ODP: How are you and the other leaders working to shape the results at this and the other interim meetings and ultimately the full Conference of the Parties meeting later this year in China?
EM: The first or “zero” draft of the agreement contains a proposed framework that applies a “theory of change” approach, a strategic planning framework that will allow diverse stakeholders to work together towards common goals, use the same language, and ensure collective action. The world out there is watching and eagerly waiting for results. They want to see demonstrable progress towards a clear, actionable and transformative global framework on biodiversity – a framework that is is easy to downscale to the national level, a framework that can serve as one of the pillars of the international sustainable development architecture.

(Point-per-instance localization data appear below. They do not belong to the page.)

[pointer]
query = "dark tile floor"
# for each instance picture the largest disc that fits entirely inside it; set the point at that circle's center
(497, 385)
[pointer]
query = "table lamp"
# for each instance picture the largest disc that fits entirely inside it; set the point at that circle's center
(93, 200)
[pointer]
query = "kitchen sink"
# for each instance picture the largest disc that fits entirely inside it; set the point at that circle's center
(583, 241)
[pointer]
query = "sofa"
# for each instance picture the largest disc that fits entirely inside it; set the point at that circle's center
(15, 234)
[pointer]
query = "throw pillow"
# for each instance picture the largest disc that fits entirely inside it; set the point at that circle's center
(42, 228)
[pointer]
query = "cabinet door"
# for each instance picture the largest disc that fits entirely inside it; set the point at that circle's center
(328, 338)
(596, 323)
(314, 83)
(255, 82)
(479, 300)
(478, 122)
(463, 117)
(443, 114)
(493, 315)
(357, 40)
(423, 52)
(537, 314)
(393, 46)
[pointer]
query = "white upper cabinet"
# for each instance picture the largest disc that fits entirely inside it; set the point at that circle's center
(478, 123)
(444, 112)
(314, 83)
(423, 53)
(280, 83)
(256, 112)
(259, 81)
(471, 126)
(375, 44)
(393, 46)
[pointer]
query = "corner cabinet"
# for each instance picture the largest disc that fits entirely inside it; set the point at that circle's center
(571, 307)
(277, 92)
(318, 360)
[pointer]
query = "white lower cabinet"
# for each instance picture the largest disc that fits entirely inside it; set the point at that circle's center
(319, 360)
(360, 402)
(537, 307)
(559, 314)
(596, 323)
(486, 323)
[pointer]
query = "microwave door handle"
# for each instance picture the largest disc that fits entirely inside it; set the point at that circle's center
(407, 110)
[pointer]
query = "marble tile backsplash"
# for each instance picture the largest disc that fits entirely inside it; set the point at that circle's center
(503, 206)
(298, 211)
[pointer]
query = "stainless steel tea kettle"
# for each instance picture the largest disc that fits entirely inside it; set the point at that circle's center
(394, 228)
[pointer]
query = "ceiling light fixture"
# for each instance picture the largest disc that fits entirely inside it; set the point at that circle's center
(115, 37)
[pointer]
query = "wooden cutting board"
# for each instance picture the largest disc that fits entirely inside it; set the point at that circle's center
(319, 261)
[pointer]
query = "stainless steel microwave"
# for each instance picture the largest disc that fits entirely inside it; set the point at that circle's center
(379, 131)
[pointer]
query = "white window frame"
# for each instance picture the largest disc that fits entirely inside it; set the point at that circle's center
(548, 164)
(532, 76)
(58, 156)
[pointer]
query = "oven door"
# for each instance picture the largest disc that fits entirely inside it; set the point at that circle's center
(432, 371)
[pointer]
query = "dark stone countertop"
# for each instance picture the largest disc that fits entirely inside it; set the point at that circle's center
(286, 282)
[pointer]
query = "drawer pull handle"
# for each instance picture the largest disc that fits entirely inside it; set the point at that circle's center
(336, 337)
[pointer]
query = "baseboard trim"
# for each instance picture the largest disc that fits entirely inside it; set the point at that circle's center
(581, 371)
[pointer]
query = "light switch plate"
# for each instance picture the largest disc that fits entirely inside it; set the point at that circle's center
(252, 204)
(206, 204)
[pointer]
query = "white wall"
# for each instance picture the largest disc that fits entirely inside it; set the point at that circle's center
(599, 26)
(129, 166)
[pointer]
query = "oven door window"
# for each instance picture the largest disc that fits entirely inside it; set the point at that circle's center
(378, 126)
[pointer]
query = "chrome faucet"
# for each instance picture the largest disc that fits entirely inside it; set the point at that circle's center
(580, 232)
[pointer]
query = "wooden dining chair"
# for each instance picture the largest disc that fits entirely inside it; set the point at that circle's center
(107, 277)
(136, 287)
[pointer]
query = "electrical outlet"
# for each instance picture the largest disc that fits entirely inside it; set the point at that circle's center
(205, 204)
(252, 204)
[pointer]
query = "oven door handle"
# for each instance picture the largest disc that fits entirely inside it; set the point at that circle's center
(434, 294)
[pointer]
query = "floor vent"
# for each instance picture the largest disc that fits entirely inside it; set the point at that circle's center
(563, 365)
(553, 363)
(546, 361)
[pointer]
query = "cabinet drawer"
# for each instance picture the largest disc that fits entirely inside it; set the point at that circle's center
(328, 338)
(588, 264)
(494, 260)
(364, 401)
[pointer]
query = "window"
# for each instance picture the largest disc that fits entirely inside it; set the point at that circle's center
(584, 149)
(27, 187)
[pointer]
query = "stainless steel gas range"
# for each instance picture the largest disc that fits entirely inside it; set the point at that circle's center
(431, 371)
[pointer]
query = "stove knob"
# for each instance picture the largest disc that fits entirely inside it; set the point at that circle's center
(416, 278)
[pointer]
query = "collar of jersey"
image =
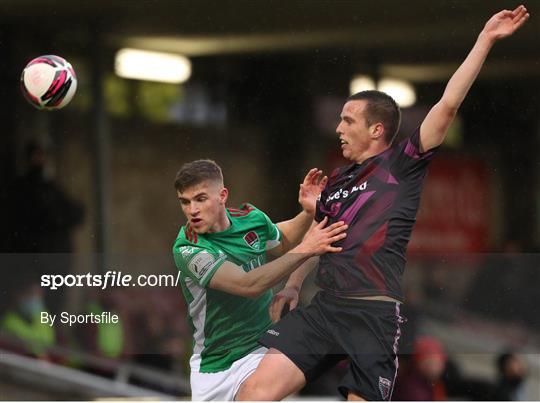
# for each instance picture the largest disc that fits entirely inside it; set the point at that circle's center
(229, 228)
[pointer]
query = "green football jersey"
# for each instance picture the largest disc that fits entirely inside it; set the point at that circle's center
(225, 327)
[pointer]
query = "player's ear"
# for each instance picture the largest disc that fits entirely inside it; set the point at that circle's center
(376, 131)
(223, 195)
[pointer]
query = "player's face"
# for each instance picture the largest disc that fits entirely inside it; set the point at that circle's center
(204, 206)
(353, 130)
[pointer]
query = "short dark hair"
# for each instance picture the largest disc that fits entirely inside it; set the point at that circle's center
(196, 172)
(382, 108)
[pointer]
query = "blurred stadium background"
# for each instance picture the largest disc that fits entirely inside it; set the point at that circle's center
(266, 86)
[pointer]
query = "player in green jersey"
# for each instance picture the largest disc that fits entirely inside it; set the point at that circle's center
(221, 255)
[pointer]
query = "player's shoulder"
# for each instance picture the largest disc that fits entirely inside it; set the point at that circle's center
(339, 172)
(245, 210)
(188, 237)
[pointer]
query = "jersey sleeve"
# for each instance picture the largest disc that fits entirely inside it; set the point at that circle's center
(272, 231)
(200, 264)
(410, 161)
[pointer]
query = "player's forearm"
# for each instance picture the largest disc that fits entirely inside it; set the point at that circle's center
(296, 279)
(293, 230)
(258, 280)
(459, 85)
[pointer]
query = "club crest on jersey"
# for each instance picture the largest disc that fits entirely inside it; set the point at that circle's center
(385, 386)
(252, 239)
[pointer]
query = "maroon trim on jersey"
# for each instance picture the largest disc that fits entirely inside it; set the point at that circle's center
(359, 229)
(349, 214)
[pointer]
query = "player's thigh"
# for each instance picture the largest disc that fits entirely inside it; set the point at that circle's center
(372, 347)
(224, 385)
(276, 377)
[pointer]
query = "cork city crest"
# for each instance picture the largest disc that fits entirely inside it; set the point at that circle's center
(385, 386)
(252, 239)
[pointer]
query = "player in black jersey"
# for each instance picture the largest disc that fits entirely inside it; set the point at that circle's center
(356, 314)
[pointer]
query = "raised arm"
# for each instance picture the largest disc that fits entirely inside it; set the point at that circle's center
(293, 230)
(233, 279)
(435, 125)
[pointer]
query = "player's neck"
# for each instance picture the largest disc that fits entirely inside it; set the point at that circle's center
(373, 150)
(222, 223)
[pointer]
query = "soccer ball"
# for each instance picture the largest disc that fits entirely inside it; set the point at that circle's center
(48, 82)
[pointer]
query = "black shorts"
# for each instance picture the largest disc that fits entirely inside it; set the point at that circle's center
(330, 329)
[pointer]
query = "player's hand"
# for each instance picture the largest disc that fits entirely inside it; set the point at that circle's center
(319, 239)
(287, 296)
(505, 23)
(310, 190)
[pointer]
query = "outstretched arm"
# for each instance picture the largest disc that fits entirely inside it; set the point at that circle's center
(232, 279)
(293, 230)
(435, 125)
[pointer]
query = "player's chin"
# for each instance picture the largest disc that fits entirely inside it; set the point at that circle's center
(200, 229)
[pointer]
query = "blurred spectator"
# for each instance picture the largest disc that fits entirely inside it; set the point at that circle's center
(421, 379)
(102, 339)
(512, 372)
(42, 220)
(22, 321)
(505, 286)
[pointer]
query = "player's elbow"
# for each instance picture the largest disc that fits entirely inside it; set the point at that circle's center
(448, 108)
(250, 289)
(254, 292)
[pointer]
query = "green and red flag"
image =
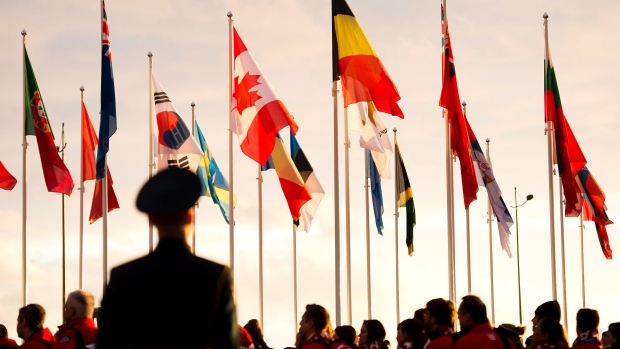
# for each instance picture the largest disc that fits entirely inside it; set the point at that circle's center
(57, 176)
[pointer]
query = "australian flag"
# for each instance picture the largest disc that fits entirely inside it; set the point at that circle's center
(107, 126)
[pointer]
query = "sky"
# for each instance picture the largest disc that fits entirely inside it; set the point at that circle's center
(498, 50)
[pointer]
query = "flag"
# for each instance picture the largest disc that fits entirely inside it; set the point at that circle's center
(568, 154)
(257, 111)
(374, 135)
(405, 196)
(312, 184)
(355, 62)
(7, 181)
(292, 183)
(375, 190)
(486, 178)
(89, 141)
(594, 208)
(107, 126)
(451, 101)
(176, 146)
(57, 176)
(213, 182)
(96, 209)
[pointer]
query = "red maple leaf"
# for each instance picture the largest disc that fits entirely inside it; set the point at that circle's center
(246, 98)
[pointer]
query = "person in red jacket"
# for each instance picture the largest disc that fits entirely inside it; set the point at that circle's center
(5, 341)
(587, 330)
(315, 329)
(30, 328)
(476, 331)
(439, 323)
(79, 329)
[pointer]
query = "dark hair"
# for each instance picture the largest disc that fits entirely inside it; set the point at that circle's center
(474, 306)
(442, 310)
(587, 319)
(414, 328)
(34, 315)
(549, 309)
(553, 329)
(346, 334)
(376, 333)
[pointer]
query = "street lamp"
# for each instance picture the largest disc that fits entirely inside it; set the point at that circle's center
(516, 207)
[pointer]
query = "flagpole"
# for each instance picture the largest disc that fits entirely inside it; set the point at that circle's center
(81, 257)
(396, 196)
(583, 275)
(24, 196)
(347, 214)
(194, 207)
(468, 233)
(490, 220)
(151, 162)
(260, 246)
(563, 254)
(336, 207)
(366, 186)
(549, 132)
(231, 222)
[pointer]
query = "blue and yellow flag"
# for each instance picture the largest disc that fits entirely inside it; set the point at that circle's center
(213, 182)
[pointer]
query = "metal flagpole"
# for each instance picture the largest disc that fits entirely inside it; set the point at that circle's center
(490, 220)
(24, 147)
(396, 196)
(549, 132)
(468, 233)
(366, 188)
(61, 150)
(194, 208)
(347, 213)
(336, 207)
(151, 156)
(231, 222)
(81, 256)
(563, 254)
(260, 246)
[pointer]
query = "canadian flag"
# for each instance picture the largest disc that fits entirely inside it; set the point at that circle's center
(257, 111)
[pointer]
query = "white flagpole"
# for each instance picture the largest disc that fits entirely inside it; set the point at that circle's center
(336, 207)
(260, 246)
(366, 186)
(396, 196)
(490, 221)
(151, 159)
(81, 257)
(24, 147)
(231, 222)
(347, 213)
(549, 132)
(563, 254)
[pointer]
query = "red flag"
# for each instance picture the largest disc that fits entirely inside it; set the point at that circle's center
(89, 141)
(459, 140)
(7, 181)
(96, 210)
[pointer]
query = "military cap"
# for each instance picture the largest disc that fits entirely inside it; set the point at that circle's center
(170, 191)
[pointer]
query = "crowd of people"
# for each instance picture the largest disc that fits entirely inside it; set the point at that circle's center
(174, 299)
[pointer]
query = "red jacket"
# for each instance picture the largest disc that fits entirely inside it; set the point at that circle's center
(67, 338)
(8, 343)
(42, 339)
(480, 337)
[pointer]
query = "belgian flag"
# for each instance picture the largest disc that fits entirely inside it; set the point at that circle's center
(356, 63)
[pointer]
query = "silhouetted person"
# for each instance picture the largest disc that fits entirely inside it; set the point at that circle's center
(169, 298)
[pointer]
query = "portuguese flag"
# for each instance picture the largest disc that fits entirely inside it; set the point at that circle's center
(356, 63)
(57, 176)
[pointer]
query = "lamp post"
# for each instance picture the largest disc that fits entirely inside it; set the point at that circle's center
(516, 207)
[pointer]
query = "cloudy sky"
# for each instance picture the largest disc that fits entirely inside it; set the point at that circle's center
(498, 49)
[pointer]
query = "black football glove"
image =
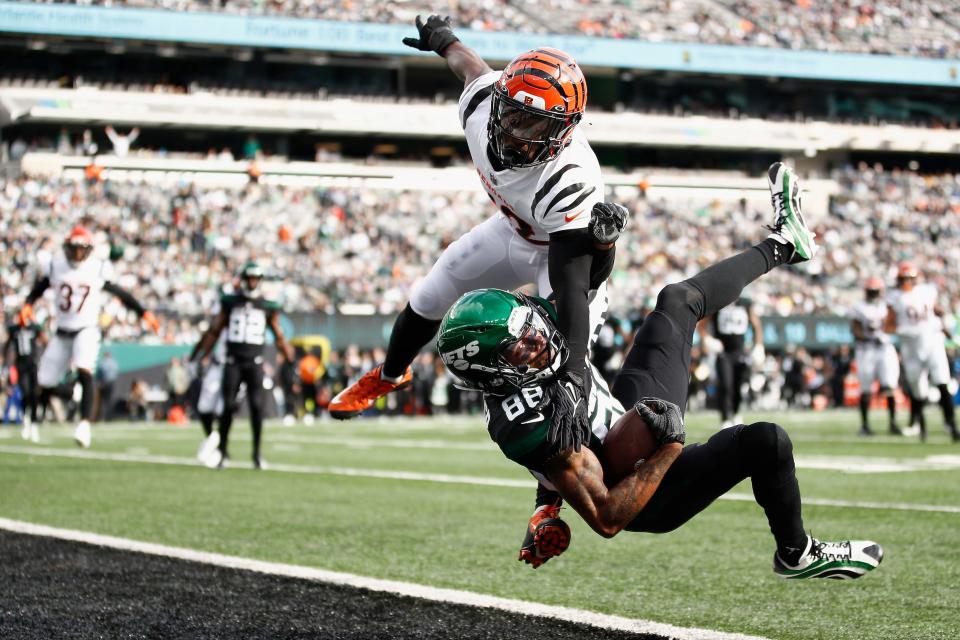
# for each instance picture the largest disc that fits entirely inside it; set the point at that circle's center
(664, 420)
(607, 220)
(570, 423)
(435, 35)
(547, 536)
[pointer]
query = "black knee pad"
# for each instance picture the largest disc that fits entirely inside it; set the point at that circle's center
(765, 444)
(679, 298)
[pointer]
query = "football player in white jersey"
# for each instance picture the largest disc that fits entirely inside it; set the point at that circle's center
(916, 316)
(77, 279)
(551, 227)
(875, 354)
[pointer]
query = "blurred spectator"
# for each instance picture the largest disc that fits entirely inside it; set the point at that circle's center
(121, 143)
(178, 381)
(137, 406)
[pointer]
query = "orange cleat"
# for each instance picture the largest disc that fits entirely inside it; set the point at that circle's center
(361, 395)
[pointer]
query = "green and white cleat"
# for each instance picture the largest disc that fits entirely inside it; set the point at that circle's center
(845, 560)
(789, 227)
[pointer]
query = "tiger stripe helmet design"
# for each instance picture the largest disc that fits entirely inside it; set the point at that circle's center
(538, 100)
(78, 246)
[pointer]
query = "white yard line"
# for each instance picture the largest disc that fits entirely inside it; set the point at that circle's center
(424, 592)
(421, 477)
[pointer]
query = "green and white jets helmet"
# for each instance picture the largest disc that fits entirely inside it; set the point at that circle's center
(250, 271)
(497, 341)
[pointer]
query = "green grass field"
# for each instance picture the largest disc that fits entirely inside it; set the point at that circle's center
(447, 528)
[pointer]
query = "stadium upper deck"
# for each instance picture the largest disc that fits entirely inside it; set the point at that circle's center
(910, 27)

ODP: How confident are you that you can achieve the ambitious goal of getting the world to agree to conserve 30% of the planet by 2030 for the benefit of nature?
EM: Addressing these problems will require all of us to take serious concerted actions to bring about the world we want and to set global priorities for the ‘what’, ‘how’ and ‘where’ of biodiversity conservation. This meeting marks the start of a critical year in our journey, which will culminate in the adoption of a Post-2020 Global Biodiversity Framework at COP 15. To that end, we have embarked on an ambitious, open and transparent consultative process. Parties and stakeholders will work together in a meaningful and integrated manner, building on the successes and lessons we have learned in the past nine years. As emphasized by Parties, this work will continue to be fully informed by the best science and best available evidence, drawing from IPBES and other relevant assessments. We are determined to make the most of this super year and unite the world around an ambitious goal to protect our planet.
Thanks, Elizabeth, for all you are doing to make the planet a more livable place for all of us. We will be following your progress!